Kuşatmayı yarmanın arka planında bir avuç insanın korkunç emeği, çabası ve kararlılığı vardır. Toplum bu duruşa tanıklık etti ve verilen cezaları meşru bulmadı. Gezi ve Kobane davalarında verilen cezalar sadece Kürtlerin ve sosyalistlerin vicdanında değil ırkçılık ve milliyetçilik ile zehirlenen dar bir çevre dışında tüm Türkiye toplumunun vicdanında mahkum edildi. İktidar cenahı davanın toplumda rahatsızlık uyandırdığını görmüş olacak ki Erdoğan önceki gün yaptığı konuşmada bir kez daha yargının yardımına koşarak kararı politik söylemlerle pekiştirme ihtiyacı duydu.

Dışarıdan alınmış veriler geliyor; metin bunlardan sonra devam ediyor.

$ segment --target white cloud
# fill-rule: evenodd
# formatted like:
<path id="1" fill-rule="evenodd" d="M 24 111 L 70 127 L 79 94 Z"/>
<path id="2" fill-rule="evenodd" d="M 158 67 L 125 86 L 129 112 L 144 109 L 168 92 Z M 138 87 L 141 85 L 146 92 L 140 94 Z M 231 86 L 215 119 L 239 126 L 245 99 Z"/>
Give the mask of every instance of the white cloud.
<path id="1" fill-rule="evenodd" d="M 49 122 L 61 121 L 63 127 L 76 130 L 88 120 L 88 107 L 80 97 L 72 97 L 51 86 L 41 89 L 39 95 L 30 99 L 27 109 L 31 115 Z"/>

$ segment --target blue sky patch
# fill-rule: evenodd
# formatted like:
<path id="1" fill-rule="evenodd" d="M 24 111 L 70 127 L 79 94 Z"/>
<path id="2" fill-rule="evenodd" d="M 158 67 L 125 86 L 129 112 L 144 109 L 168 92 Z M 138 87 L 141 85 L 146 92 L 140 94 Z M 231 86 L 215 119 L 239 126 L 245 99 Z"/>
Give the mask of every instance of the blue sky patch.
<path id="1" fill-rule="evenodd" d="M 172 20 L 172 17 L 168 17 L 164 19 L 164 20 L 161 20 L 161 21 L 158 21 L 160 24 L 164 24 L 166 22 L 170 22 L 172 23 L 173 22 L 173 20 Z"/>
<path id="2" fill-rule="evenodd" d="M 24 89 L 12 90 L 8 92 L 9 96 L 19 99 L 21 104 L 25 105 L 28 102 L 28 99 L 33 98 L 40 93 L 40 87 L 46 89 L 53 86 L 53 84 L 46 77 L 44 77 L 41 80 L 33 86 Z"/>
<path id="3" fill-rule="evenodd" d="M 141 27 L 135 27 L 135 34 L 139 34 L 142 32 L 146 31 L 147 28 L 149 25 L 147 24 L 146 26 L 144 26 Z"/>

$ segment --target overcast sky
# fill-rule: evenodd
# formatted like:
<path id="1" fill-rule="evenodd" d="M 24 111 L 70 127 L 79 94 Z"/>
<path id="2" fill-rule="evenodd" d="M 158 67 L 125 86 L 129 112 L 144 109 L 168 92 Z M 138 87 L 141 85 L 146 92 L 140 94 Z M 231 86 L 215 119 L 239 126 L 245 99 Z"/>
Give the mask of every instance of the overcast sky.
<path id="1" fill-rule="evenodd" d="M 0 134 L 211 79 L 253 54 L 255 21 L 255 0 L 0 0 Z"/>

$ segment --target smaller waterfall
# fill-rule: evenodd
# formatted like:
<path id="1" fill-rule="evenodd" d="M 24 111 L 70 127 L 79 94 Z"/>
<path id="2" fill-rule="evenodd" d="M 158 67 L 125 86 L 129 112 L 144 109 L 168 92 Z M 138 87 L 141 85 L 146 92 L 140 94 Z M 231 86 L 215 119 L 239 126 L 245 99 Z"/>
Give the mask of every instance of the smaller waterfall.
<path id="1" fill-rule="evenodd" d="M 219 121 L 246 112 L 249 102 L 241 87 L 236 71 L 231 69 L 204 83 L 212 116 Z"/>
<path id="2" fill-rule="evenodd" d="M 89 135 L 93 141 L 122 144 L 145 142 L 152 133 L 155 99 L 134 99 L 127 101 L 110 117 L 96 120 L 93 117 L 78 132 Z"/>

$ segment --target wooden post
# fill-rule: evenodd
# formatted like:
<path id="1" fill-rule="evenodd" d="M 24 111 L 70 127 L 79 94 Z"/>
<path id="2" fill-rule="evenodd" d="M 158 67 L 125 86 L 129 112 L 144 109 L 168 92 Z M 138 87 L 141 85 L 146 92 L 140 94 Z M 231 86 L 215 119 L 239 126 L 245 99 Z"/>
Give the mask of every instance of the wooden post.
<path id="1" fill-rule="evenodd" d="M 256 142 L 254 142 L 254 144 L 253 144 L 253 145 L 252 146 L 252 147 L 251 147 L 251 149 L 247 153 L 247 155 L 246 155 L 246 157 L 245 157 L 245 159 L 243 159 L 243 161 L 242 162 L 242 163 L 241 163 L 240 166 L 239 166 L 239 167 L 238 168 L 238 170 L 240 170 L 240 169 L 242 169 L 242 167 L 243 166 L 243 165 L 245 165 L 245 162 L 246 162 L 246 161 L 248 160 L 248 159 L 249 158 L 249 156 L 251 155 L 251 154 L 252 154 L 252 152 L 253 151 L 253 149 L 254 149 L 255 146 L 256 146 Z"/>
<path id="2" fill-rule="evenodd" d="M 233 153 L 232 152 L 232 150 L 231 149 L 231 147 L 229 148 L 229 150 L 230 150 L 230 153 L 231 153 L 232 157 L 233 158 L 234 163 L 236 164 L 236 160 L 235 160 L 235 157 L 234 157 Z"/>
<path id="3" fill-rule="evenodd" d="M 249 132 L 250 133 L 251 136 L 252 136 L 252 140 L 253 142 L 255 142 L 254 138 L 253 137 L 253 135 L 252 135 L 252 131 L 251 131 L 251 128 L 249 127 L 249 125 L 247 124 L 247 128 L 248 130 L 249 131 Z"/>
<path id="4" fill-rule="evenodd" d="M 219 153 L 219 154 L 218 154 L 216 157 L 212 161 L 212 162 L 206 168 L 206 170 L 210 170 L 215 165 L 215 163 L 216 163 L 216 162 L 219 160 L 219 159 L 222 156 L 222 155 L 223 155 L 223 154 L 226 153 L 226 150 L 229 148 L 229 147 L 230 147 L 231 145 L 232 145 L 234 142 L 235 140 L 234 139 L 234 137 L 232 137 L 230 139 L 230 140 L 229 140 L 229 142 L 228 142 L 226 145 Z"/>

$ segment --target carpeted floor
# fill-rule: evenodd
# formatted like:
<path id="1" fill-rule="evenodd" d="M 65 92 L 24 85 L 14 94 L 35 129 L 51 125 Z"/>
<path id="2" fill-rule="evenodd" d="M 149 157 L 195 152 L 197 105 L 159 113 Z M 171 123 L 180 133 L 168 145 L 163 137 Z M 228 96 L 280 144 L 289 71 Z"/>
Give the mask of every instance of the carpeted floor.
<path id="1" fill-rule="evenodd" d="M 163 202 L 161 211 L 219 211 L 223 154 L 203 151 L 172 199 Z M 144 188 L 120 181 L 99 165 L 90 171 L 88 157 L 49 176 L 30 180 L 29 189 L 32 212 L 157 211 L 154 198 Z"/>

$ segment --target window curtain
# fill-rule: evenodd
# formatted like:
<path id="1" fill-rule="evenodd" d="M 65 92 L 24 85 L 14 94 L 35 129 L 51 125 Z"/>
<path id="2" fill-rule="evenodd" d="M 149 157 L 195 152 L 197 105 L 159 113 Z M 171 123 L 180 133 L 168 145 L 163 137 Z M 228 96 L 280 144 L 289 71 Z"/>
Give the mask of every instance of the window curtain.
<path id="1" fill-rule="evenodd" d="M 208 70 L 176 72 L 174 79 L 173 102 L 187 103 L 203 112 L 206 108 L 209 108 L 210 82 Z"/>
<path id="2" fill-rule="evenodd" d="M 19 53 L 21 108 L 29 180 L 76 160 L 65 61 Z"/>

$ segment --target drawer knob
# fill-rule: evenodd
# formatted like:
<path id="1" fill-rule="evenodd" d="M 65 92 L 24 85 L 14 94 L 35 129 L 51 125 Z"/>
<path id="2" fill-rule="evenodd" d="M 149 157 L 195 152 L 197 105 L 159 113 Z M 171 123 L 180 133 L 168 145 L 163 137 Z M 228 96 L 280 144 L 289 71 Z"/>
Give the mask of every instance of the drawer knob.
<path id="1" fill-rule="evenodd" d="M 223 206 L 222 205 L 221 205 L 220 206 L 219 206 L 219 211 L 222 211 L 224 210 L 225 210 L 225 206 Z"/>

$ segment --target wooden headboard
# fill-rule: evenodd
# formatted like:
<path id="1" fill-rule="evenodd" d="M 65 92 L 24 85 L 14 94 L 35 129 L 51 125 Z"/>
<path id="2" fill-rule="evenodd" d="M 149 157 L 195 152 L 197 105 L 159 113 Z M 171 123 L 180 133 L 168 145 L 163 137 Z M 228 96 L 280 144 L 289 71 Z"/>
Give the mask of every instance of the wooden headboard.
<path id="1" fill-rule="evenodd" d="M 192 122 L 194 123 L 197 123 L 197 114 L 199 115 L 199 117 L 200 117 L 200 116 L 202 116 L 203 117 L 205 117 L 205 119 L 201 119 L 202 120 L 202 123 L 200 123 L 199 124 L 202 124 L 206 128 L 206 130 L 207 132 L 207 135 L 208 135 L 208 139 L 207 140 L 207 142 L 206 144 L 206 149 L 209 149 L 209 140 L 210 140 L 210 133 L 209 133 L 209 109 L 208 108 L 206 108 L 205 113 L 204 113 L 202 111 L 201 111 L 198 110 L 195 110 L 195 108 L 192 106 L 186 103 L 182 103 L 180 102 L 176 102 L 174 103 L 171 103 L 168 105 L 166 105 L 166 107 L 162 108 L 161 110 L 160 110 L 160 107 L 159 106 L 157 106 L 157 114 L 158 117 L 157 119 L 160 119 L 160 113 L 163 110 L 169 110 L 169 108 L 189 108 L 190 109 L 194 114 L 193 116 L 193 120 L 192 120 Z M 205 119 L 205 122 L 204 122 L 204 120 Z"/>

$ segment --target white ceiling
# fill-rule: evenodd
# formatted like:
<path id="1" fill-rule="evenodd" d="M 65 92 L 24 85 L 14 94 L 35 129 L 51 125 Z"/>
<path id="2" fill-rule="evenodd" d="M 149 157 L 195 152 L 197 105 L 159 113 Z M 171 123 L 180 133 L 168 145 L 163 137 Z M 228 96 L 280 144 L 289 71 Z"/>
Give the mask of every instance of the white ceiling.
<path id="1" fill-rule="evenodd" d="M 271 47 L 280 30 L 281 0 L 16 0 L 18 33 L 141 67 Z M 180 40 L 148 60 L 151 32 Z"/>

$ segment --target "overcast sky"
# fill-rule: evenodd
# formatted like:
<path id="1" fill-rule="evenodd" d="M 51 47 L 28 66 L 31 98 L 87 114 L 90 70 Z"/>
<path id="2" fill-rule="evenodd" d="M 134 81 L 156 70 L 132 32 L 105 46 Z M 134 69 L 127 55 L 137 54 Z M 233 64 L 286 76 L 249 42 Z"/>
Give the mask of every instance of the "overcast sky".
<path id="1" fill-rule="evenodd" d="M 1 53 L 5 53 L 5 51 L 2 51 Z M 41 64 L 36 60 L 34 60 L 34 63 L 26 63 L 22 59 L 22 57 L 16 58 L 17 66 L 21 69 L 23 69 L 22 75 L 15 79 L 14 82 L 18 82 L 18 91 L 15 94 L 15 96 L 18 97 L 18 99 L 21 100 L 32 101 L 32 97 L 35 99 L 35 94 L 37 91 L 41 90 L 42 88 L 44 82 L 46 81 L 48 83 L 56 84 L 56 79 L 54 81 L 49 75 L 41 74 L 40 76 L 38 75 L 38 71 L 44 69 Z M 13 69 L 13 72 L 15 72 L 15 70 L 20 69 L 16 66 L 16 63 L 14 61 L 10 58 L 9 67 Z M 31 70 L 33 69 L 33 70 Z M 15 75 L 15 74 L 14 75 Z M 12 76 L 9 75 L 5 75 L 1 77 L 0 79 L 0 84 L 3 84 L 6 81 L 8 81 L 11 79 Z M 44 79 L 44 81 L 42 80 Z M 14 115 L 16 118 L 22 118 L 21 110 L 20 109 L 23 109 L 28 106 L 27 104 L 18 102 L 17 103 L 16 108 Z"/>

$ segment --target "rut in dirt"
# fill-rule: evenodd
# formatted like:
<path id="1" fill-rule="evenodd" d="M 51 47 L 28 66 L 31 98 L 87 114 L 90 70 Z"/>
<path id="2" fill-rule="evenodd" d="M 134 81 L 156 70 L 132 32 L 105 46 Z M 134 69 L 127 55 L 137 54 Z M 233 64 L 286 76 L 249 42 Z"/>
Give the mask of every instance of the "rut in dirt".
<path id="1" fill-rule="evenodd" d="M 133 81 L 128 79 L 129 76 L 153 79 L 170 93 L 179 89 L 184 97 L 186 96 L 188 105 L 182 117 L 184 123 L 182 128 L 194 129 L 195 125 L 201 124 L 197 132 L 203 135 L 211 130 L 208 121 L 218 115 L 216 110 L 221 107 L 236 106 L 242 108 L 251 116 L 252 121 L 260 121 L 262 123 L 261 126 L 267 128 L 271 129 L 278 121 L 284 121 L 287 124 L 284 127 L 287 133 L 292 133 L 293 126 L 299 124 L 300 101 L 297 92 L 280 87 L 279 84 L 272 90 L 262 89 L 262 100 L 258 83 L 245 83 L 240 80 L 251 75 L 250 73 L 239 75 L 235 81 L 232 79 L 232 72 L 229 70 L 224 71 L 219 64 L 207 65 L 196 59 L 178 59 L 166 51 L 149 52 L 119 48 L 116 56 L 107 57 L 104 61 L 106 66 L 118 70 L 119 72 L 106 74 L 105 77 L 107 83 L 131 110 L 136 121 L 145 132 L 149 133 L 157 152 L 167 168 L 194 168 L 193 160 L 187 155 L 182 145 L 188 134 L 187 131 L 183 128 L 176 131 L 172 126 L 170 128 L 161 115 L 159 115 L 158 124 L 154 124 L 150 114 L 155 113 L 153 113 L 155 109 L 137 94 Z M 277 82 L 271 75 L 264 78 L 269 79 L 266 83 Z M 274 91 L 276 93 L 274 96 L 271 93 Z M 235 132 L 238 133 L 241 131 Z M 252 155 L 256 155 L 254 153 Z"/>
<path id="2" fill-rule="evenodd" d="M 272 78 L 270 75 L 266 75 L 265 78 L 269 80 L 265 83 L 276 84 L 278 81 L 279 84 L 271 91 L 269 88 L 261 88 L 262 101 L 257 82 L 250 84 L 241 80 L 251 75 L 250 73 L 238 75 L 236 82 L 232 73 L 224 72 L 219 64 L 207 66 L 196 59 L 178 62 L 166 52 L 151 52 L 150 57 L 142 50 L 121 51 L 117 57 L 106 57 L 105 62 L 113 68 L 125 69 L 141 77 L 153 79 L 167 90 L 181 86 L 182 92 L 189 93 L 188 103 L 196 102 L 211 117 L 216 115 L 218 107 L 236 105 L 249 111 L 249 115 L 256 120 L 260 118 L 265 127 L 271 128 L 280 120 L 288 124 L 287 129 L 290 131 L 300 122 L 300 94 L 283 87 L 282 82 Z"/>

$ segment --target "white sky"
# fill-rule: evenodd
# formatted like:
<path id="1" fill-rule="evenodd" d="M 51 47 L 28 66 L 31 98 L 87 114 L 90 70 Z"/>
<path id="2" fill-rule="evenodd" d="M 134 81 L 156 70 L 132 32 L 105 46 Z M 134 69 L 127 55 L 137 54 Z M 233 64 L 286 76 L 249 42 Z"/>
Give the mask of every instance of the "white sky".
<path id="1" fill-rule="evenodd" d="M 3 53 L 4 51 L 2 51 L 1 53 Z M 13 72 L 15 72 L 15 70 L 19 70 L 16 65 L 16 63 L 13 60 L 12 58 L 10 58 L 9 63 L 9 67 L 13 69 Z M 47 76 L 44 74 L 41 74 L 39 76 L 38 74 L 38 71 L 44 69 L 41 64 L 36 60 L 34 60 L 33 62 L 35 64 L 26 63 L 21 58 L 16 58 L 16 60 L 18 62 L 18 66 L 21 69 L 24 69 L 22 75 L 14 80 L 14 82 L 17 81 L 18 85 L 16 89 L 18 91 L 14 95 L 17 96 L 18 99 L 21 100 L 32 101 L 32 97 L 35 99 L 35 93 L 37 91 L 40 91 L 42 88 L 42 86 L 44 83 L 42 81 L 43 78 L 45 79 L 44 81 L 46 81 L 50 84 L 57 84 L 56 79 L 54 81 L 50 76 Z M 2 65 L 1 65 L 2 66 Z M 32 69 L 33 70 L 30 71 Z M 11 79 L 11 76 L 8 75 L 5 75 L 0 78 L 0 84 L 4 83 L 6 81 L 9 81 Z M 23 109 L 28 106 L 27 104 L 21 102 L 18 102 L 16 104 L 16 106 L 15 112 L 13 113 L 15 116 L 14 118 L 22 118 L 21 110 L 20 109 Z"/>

Böyle zamanları aşmak kolay olmuyor. Politik duruşun kaynağında acımasız baskılara karşı yaşamını set haline getirerek sert darbelere maruz kalanların direnci var. Bedel ödeyen, dik duran ama sonuç itibariyle etten, kemikten ve duygulardan oluşan insanlardan bahsediyoruz. Bu nedenle zaman zaman ortaya çıkan iç öfkeyi doğru okumak gerekir. Yolculuğun her aşaması yolculara yaralarıyla birlikte yaşamasını öğretmiş olabilir. Acıya karşı devrimci bir tevazu gelişmiş olabilir. Fakat güçlü iradeye rağmen bu uzun ve zor yolculukta insanlar kırılabilir, yanlış ve eksik yapabilir, söz anlaşılmayabilir, manipüle edilebilir, abartılabilir. Tüm bunlar işin doğasında vardır. Sahi incinmeyen kaldı mı ki bu yolculukta? Buna rağmen yürüyebilme onurunu koruyarak yola devam etmeyi başarabilmek yolu ve yolcuları diğerlerinden farklı kılan temel özelliklerin başında gelmektedir.
Tüm zorluklarla birlikte yeni yaşam siyasetine her zamankinden daha fazla haklı ve meşru bir mücadele alanı açılmıştır. Gezi ve Kobane duruşu ve bu süreçlerin meşru talepleri Üçüncü Yol dinamiklerine her zamankinden daha fazla birleşik mücadeleyi güçlendirme sorumluluğu yüklemiştir.
Maalesef sistem, hapishaneleri ve tutsaklığı giderek normalleştiriyor. Bu sistemik normalliğe karşı öncelikle tutsak edilen siyasetçi ve aktivistlerin her an hatırlanabileceği demokratik yollarla hakikati gündelik yaşam akışının bir parçası haline getirmek önemli. Tutsaklar ve davalar üzerinden parçalı bakış açıları kurmak yerine, bütüncül bir perspektifle meseleye bakarak en kısa zamanda tutsakların özgürleşmesini sağlayabilmek dışarda kalanların görevi.